По всей комнате одобрительно закивали – все, кроме сэра Эланда. Он, как я заметил, лишь следил за мной, прищурившись, своим скользким взглядом. Было бы правильно уже тогда его прикончить. Но я, пересилив себя, выкинул его из головы и продолжал:
– Вот и славно. Жду всех: и свой отряд, и своего брата. Будете со мной – порадуете Госпожу нашу, ну и меня заодно. Ну а нет, так на нет и суда нет, дверь открыта, а дорогу на юг вы знаете. Вот и катитесь.
К двери не двинулся никто. В итоге это давало мне в распоряжение человек двадцать или около того. Отчасти мне хотелось, чтобы сэр Эланд взвалил на себя свой краденый щит да ускакал ко всем чертям на своем краденом жеребце, но он лишь сидел, глядя на меня, с утренней кружкой пива в руке. Я кивнул.
– Ладно. Выпейте, сходите по нужде да готовьтесь в дорогу – через час выступаем.
Глава четвёртая
В Эллинбург мы въехали через три дня, на закате. Йохан – по правую руку от меня на своём сухопаром чалом мерине, Анна Кровавая – по левую на своей серой кобыле и сэр Эланд – позади на краденом боевом коне, а за нами – вереницей девятнадцать пеших. Когда мы приблизились к городским стенам со стороны южных ворот, стража подозрительно на нас покосилась, но поди-ка откажи солдатам, что воротились с войны. А особенно если во главе у них – капеллан в сутане. Топот конских копыт гулко разнёсся по проходу в проездной башне, а затем, миновав ворота, оказались мы в самом городе.
В ноздри мне, будто кулак в морду, шибанул запах. Эллинбург – город промышленный, и нет в нём числа сыромятням, плавильням и кузницам. Берег речки, что ограничивает город с востока, облепили мануфактуры и превратили её своими сбросами в загаженную клоаку. Я здесь вырос, и всё же за три года войны запах этот успел благополучно забыть. Чтобы успокоить свою кобылу, я потрепал её по гладкой вороной шее. Кобылу эту в своё время пожаловал мне лично сам командир, когда я принял жреческий сан. Лошадь была деревенская, и, очевидно, непривычные шумы и запахи её тревожили.
Через плечо оглянулся я на отряд. Лука Жирный весь расплылся в улыбке, а Котелок таращил глаза на пол-лица, упиваясь знакомыми видами. Двое или трое из остальных парней слегка позеленели, а какой-то из Йохановых селян так и вовсе, согнувшись, блевал в канаву. Я усмехнулся.
– Добро пожаловать в Старого Смердюка! Добро пожаловать в Эллинбург!
Парни по большей части были не слишком рады прибытию. Мы с Йоханом, Лука Жирный и Котелок – мы были дома.
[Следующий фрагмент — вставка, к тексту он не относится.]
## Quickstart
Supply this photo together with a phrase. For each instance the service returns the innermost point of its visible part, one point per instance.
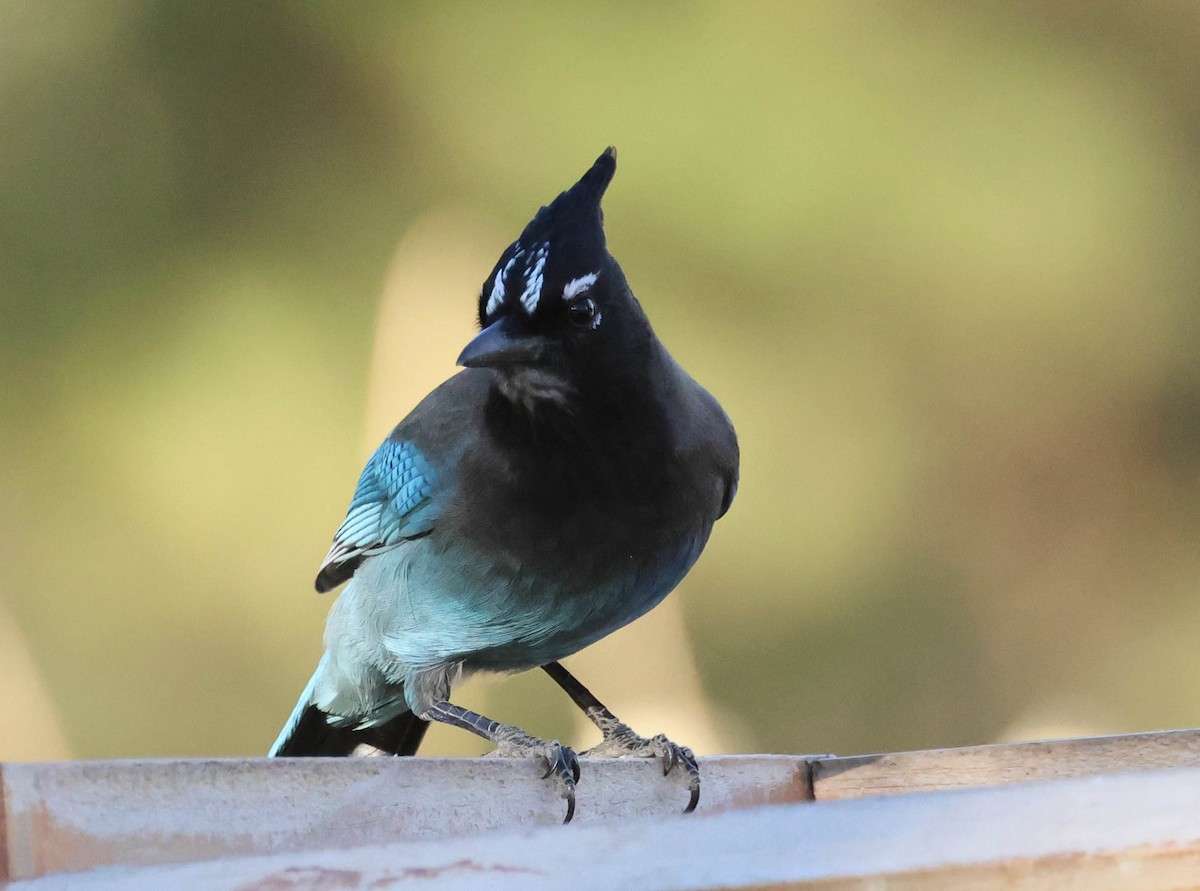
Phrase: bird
(553, 490)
Остальные же, похоже, ощущали себя если не в самом дерьмовом из мест, то во втором по своей дерьмовости. Худшим из худших, конечно, был Абингон. Абингон прошли мы вместе, он-то и скрепил наши узы. Сделал нас единым целым. Люди, вместе прошедшие адское пекло, обычно по возможности держатся друг друга. Может, овцеводы да свинопасы и покинули полк, но эти ребята сделаны из правильного теста, раз удержались вместе под сумасбродным командованием Йохана или под моей карающей справедливостью, эти через что угодно пройдут заодно. По крайней мере, так я надеялся.
Мы выехали из-под длинной тени стен, и я как следует осмотрелся. Чем больше я видел, тем меньше мне верилось, что тётушка Энейд последние три года держала дело под наблюдением. Эллинбург никогда не отличался красотой, что правда, то правда. Столицей он не был, и великолепных зданий было в нём немного. Не было здесь ни дворцов, ни большой библиотеки, ни театра, ни академии чародеев, ничего из того, что якобы видел сэр Эланд в Даннсбурге. Если он там вообще был. В то же время, до войны Эллинбург процветал. Был здесь блистающий роскошью Великий храм всех богов на вершине холма, венчающего Торговый ряд, и он, по крайней мере, никуда не делся, а вот половина лавок была заколочена, многие окна разбиты, а улицы – усыпаны грудами гниющего мусора. На этих улицах полным-полно было побирушек, намного больше, чем следует, – они выставляли напоказ обрубки недостающих конечностей или перевязанные глаза перед равнодушными прохожими. И слишком многие из этих калек походили на ветеранов войны, отчего становилось не по себе.